A força-tarefa da Operação Lava Jato denunciou nesta terça-feira (13) executivos das empreiteiras Queiroz Galvão e Iesa sob acusação de cartel e fraude à licitação em obras da Petrobras.
É a primeira denúncia pelo crime de cartel na Operação Lava Jato.
Até aqui, o Ministério Público Federal vinha fazendo acusações de lavagem de dinheiro e corrupção –o crime de cartel ficou para depois. Mais executivos, de outras empresas investigadas na operação, também devem ser acusados na sequência.
Segundo os procuradores, o cartel operou entre 2006 e 2013 e era formado por 16 grandes empreiteiras, que acertavam os preços das licitações da Petrobras e dividiam as obras entre si. O objetivo era "dominar o mercado de montagem industrial" da estatal.
Em troca, os executivos pagavam propinas milionárias a diretores da Petrobras e agentes políticos.
A Iesa e a Queiroz Galvão integraram o grupo criminoso em duas obras: a refinaria Abreu e Lima, em Pernambuco, e o Comperj (Complexo Petroquímico do Rio de Janeiro), segundo o Ministério Público.
A denúncia foi fundamentada em investigações internas da Petrobras, na palavra de delatores e em documentos apreendidos durante a Lava Jato -como uma planilha com a divisão das obras e as regras de um "campeonato esportivo" entre as empreiteiras.

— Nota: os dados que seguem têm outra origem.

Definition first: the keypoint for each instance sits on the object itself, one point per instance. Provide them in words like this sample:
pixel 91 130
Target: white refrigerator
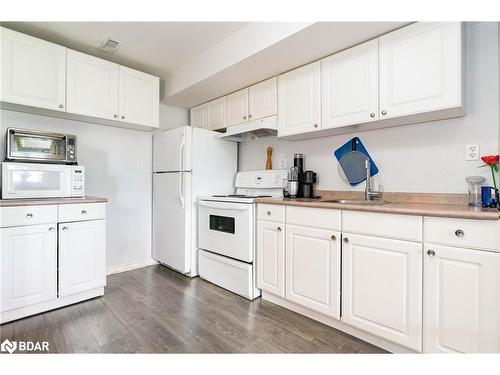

Oito executivos foram acusados: Petrônio Braz Junior, André Gustavo de Farias Pereira, Othon Zanoide de Moraes Filho, Augusto Amorin Costa e Ildefonso Colares Filho, da Queiroz Galvão; e Rodolfo Andriani, Valdir Lima Carreira e Otto Garrido Sparenber, da Iesa Óleo e Gás.
A Folha não conseguiu contato com os advogados dos acusados até a tarde desta terça.